I know what is going to happen in scenes – I’m an extreme plotter – but not how, and it’s been fun to essentially listen to the characters to see what they do with my stage directions.

I love that this page has a good example of working characters – so many novel characters don’t seem to do much, but work takes a huge portion of most real people’s lives. They discuss their work – but expectations and reality are at odds.

And it lets a changing inanimate object, the fire in her fireplace, take one of its many mood-setting opportunities. I didn’t grow up with a working fireplace, but after I left home, my parents moved, and the new house’s massive fireplace was used in so many warm gatherings they were almost not complete without a fire (houses in Mexico City usually have neither heating nor air-conditioning, and can be chilly, especially in winter months).

It gives a nod to the relationship between writers and actors which is fundamental to the novels: each asks about the other’s work. She’s been writing earlier, he (and his feet) came from a morning of filming locally.
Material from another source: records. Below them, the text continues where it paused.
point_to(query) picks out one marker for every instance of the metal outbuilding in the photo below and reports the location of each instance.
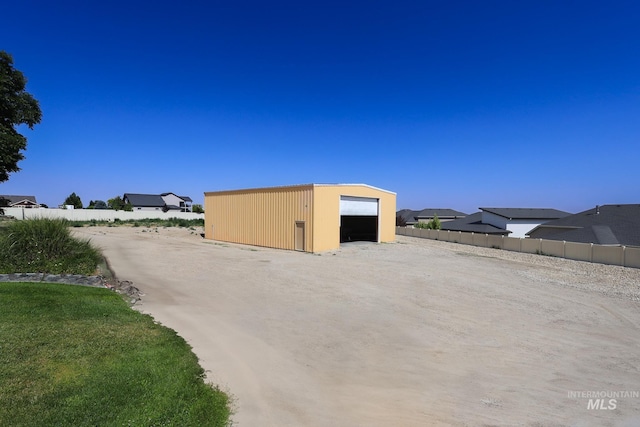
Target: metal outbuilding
(309, 218)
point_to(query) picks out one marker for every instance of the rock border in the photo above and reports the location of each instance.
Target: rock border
(123, 287)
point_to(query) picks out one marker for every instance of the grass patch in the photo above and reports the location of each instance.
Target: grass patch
(45, 246)
(80, 356)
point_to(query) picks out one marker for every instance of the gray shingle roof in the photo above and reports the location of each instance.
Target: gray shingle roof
(442, 213)
(144, 200)
(473, 223)
(408, 215)
(527, 213)
(17, 199)
(604, 225)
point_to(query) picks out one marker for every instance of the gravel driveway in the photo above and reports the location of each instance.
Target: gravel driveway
(411, 333)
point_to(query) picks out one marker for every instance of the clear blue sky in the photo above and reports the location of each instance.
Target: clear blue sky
(459, 105)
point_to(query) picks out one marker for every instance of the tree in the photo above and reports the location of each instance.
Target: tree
(97, 204)
(117, 204)
(17, 107)
(73, 200)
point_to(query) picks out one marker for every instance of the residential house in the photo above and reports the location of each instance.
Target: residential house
(444, 215)
(519, 221)
(18, 201)
(412, 217)
(603, 225)
(158, 202)
(181, 203)
(473, 224)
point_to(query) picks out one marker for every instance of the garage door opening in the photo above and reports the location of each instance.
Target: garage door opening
(358, 219)
(358, 229)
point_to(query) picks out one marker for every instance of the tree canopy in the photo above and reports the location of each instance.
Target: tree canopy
(74, 200)
(17, 107)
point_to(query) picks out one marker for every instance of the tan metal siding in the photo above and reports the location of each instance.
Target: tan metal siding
(261, 217)
(267, 216)
(327, 213)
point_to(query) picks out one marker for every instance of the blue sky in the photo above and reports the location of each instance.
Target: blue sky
(450, 104)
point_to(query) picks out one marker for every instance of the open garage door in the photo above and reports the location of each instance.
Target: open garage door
(358, 219)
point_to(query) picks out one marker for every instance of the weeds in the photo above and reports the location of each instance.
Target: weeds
(45, 246)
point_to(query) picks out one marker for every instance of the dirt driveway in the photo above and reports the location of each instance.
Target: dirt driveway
(412, 333)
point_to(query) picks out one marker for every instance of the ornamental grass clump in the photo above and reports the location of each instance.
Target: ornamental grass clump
(45, 246)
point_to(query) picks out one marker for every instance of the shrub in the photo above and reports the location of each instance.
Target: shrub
(45, 246)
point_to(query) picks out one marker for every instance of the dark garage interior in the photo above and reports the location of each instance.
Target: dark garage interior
(358, 228)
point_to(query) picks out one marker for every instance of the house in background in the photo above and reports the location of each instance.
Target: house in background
(473, 224)
(18, 201)
(602, 225)
(182, 203)
(411, 217)
(519, 221)
(158, 202)
(512, 222)
(444, 215)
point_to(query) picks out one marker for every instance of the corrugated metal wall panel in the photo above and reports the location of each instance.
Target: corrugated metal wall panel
(267, 216)
(261, 217)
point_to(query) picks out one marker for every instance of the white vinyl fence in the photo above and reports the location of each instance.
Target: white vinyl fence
(626, 256)
(97, 214)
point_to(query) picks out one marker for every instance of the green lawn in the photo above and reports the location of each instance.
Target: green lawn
(79, 356)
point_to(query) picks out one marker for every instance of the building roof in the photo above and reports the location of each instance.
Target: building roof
(285, 187)
(473, 224)
(603, 225)
(442, 213)
(147, 200)
(18, 199)
(408, 215)
(527, 213)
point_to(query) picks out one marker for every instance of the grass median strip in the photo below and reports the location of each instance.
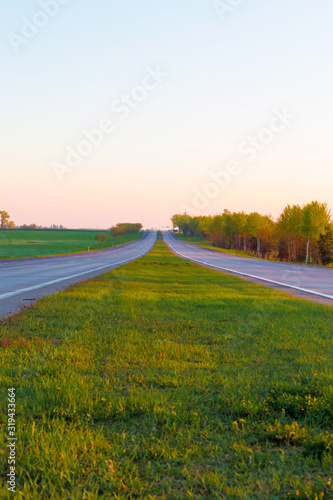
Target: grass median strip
(168, 380)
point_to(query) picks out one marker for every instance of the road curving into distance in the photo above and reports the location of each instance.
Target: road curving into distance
(22, 281)
(315, 283)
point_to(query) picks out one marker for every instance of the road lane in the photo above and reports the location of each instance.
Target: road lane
(25, 280)
(310, 280)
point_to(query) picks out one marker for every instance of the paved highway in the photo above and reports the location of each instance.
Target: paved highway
(310, 281)
(22, 281)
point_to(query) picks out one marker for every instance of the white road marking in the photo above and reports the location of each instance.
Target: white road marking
(53, 282)
(252, 276)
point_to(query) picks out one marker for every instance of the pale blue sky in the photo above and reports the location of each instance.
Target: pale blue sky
(225, 78)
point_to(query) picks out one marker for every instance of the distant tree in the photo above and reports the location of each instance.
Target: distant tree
(4, 219)
(101, 238)
(325, 244)
(316, 216)
(125, 228)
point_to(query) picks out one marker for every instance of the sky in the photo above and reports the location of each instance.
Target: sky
(134, 111)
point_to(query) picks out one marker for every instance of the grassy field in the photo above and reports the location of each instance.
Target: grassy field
(164, 380)
(20, 243)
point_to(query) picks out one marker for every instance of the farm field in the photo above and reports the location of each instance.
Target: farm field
(163, 379)
(16, 243)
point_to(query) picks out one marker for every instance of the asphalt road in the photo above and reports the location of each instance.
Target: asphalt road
(305, 281)
(22, 281)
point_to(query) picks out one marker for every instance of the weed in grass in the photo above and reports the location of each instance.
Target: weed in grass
(170, 381)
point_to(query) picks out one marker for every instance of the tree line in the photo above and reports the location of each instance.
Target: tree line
(125, 228)
(300, 234)
(5, 222)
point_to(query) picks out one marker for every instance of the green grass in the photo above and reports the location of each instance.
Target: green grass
(20, 243)
(164, 380)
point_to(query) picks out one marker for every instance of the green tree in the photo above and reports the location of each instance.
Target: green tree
(4, 218)
(316, 216)
(101, 238)
(325, 244)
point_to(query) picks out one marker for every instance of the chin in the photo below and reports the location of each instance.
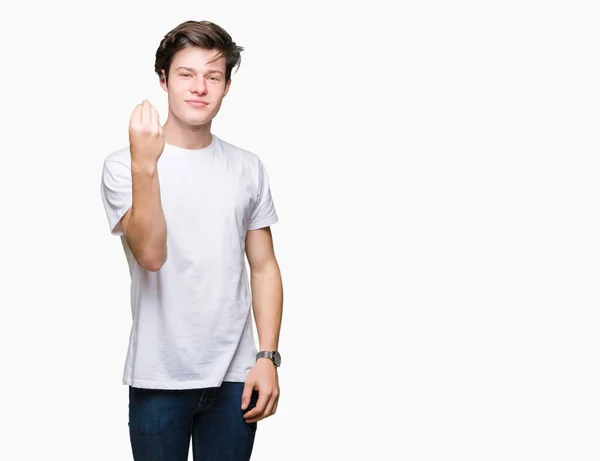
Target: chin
(195, 119)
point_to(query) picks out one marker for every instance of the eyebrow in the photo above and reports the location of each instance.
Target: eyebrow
(213, 71)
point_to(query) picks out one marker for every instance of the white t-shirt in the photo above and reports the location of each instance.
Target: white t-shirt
(192, 325)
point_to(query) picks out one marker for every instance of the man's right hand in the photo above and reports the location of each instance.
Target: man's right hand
(146, 137)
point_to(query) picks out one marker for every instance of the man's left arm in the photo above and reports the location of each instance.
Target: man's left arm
(267, 302)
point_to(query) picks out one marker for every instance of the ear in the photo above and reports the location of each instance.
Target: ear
(163, 80)
(227, 85)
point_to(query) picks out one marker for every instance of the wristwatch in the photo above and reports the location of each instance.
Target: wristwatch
(273, 355)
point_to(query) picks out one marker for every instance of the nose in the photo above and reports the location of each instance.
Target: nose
(199, 86)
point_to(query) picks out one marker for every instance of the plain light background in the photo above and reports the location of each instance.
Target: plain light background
(435, 169)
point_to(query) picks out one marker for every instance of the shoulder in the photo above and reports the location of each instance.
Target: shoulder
(239, 154)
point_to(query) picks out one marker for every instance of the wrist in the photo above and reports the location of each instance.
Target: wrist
(145, 168)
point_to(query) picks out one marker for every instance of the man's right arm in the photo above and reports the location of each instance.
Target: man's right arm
(144, 223)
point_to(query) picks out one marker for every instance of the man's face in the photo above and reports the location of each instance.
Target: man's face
(196, 86)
Each is cagey, neither takes the bait to speak at length about themself.

In the whole, I think it does

represent the whole: two of the three main characters, a developing relationship, the settled homestead of the rooted character, the peripatetic nature of a working actor, and something of me as the author.

Not bad for one page!

If I am allowed to say so myself.

**********

If you’ve read Pride’s Children: PURGATORY, was there enough memorable about Andrew’s first visit that you remembered it?

Had you noticed the recurring fires?

Does this scene make you smile?

What do you think of books where no one seems to be employed?

Did you ever think anyone could make a movie out of The Song of Roland? Did it remind you at all of El Cantar del Mío Cid?